I’m Ok, You’re Ok By Thomas A. Harris, M.D.

In this psychoanalytical theory resource, I’m OK-You’re Ok, Thomas A. Harris, M.D. explains his approach to theory of psychology. The theory is rooted in psychoanalysis and deals with grouping people into four categories of how they approach the world dealing with “okayness”. This isn’t as strong an approach as Freud, but there are a lot of similarities. There is an explanation of games we play which look a lot like defense mechanisms. There is a uniqueness to the approach though and worth the read. While the book claims to be in plain English, it is a little heady and requires a willingness to learn new information as well as patience to go through the diagrams and pick apart the concepts to understand, however it is understandable to someone without a background in psychology and is meant to be a psychoeducational resource. The book’s approach does offer some important applications to how we can look at problems in a variety of contexts as well.

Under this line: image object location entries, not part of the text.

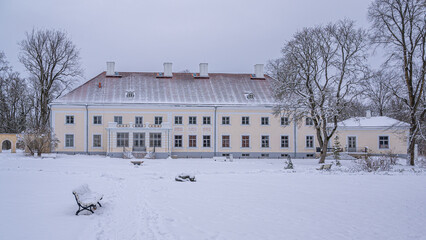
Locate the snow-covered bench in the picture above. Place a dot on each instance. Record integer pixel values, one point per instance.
(184, 177)
(86, 199)
(48, 155)
(219, 159)
(325, 167)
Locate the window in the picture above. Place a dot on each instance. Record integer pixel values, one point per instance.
(383, 142)
(206, 141)
(225, 141)
(69, 140)
(265, 141)
(284, 142)
(192, 120)
(178, 120)
(309, 121)
(69, 119)
(226, 120)
(155, 139)
(97, 140)
(309, 141)
(245, 141)
(97, 119)
(264, 120)
(192, 140)
(118, 119)
(352, 143)
(158, 120)
(284, 121)
(245, 120)
(178, 141)
(130, 94)
(122, 139)
(138, 139)
(206, 120)
(139, 120)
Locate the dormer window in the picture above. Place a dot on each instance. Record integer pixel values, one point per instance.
(130, 94)
(249, 95)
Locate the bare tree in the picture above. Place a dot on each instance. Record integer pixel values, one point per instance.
(399, 26)
(15, 103)
(53, 63)
(318, 75)
(377, 91)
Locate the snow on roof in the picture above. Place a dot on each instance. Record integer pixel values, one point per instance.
(182, 88)
(372, 122)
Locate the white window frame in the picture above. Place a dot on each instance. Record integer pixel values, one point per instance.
(356, 140)
(181, 120)
(241, 145)
(158, 118)
(221, 141)
(313, 142)
(71, 117)
(210, 141)
(209, 120)
(287, 121)
(181, 141)
(97, 116)
(73, 140)
(261, 121)
(136, 117)
(93, 140)
(119, 117)
(378, 141)
(192, 122)
(261, 141)
(242, 121)
(189, 140)
(288, 141)
(229, 120)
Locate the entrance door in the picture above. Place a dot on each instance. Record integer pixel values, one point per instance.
(352, 144)
(138, 141)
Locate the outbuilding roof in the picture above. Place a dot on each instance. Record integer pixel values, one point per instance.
(372, 122)
(182, 88)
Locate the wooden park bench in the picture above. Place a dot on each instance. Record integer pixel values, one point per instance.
(86, 199)
(48, 155)
(137, 162)
(325, 167)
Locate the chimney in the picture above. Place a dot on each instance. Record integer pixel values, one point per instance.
(204, 70)
(258, 71)
(368, 114)
(110, 68)
(168, 70)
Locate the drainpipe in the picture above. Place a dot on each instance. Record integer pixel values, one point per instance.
(87, 130)
(295, 137)
(215, 132)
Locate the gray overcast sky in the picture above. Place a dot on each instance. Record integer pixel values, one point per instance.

I’m not a psychoanalytic fan, although I profess to love Jung, and the similarities to Freud were somewhat of a turn off for me. The theory is different from Freud in several aspects, but does seem to divide the Parent, Adult, and Child into forms of a Superego, Ego, and Id. The “games” that the author describes are fascinating, and I loved the ways he detailed how these games worked and how to stop them, but they also go hand in hand with defense mechanisms. The theory does make sense and is useful for helping others to handle problems in their lives from a psychoanalytic approach, yet I believe there are more useful approaches out there. The author has found ways to apply his theory to help everyone from students to communities, and there does seem to be positive research results which indicate there is a need to understand and utilize this theory in practices.

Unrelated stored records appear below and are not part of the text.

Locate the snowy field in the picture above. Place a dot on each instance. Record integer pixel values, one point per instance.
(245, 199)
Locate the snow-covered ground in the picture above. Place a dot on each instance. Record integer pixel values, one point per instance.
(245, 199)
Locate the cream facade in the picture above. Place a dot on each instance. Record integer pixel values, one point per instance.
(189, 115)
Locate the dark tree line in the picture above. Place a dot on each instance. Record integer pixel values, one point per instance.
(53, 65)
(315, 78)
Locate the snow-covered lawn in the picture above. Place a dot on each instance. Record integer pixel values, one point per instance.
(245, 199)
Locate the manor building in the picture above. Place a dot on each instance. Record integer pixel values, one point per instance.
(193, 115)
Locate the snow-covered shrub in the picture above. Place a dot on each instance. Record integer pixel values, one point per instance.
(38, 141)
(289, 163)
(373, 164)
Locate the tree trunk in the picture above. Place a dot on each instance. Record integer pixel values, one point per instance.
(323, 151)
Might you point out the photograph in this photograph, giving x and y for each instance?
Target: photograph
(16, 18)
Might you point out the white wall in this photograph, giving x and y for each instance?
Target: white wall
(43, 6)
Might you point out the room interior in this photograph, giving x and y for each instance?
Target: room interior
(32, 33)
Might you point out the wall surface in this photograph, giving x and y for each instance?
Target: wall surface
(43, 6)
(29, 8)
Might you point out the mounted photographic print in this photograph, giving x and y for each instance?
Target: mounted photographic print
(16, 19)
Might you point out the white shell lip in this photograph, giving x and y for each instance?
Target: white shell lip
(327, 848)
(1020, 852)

I think the author could have used more succinct language to explain the concepts if his goal was to put the theory into a more easily understood common English description of the theory. It was hard for me to understand the fine points in several areas like the way two different categories of people attempt to talk to one another to solve a problem and how there are blockings or contamination of the different aspects of Parent, Adult, and Child. I was a little shocked at some of the discussions between the therapists and patients in the book too; they were just way too Freudian for me. Some of the great take-aways from the book for me though were the comments made about teaching children about sex, the idea of educating children to deal with emotions and make inspiring choices, and how to deal with types of people that play mind games with you that are almost every day occurrences.

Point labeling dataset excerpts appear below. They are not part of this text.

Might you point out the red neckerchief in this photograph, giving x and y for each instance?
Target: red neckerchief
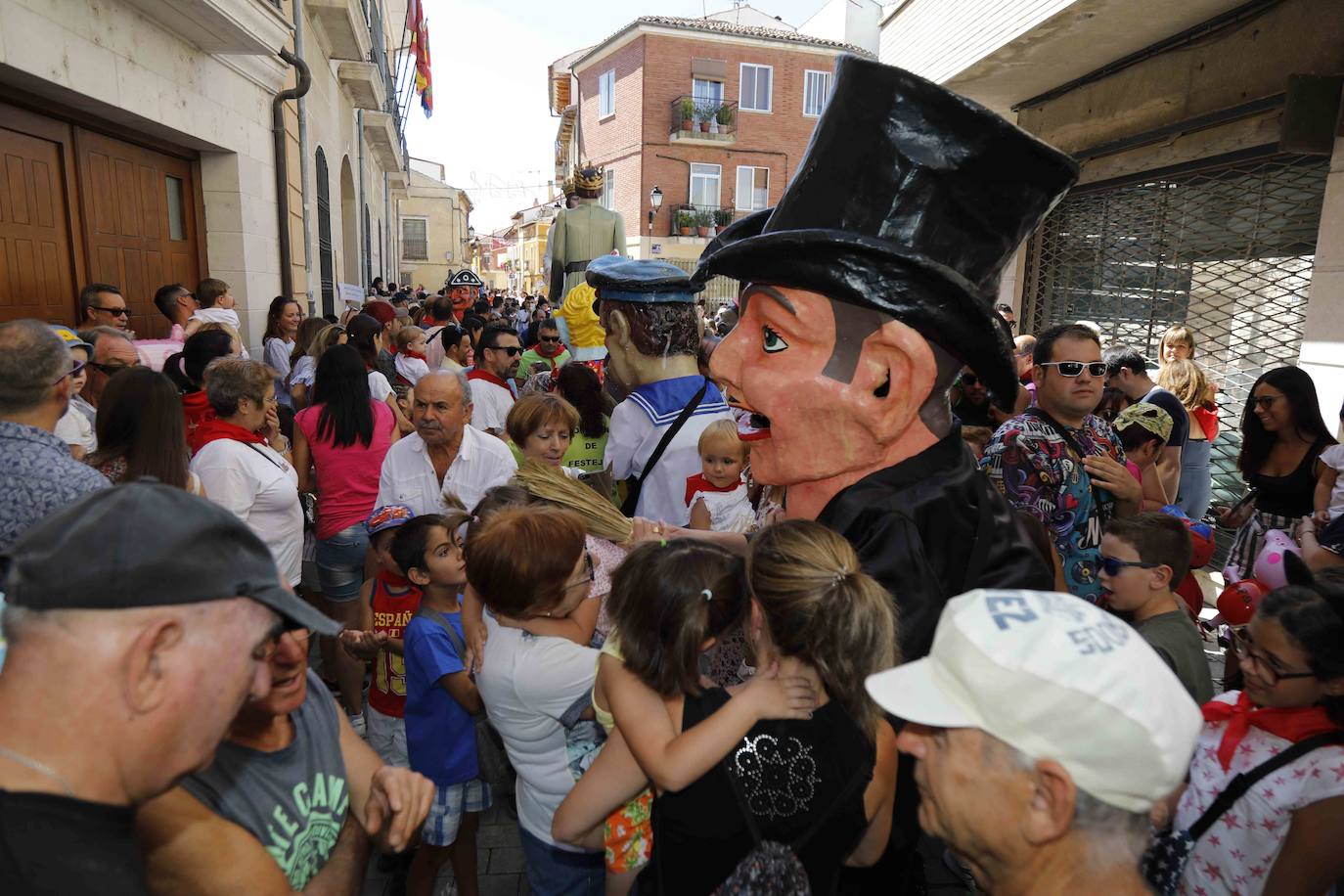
(699, 484)
(214, 428)
(392, 580)
(1292, 724)
(477, 374)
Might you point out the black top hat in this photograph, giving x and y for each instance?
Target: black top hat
(909, 201)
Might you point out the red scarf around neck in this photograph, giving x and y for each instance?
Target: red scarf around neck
(214, 428)
(699, 484)
(1290, 724)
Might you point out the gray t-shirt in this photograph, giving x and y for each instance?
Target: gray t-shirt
(1176, 641)
(293, 799)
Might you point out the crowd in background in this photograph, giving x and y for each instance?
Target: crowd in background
(652, 709)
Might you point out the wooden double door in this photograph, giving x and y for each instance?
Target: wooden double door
(78, 205)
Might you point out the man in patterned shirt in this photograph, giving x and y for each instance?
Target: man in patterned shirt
(38, 471)
(1062, 464)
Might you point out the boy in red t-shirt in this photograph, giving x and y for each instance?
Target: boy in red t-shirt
(387, 602)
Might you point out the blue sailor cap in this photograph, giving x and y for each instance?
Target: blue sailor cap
(639, 280)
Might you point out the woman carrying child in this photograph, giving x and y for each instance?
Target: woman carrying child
(822, 782)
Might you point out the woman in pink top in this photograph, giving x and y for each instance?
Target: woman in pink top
(343, 435)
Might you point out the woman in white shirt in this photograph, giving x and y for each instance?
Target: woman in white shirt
(366, 335)
(283, 323)
(244, 461)
(530, 563)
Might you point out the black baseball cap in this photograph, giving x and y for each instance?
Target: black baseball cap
(147, 544)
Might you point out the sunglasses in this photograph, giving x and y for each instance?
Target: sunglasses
(1074, 368)
(1111, 565)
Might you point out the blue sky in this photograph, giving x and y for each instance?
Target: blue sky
(491, 126)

This book offers a different perspective of psychoanalytical theory that is proving to be helpful in how people communicate with each other and how we relate to world around us. It is helpful in allowing people to learn about themselves and how they handle life. There is research that shows this theory is having a positive impact on behavior and it is therefore a good idea to familiarize yourself with the concepts provided in it. While there are many different theories in psychology to explain how we relate to the world that are grouped into many different categories, this does appear to be a more helpful one for the psychoanalysis theories that is less abstract and less about sex than Freud.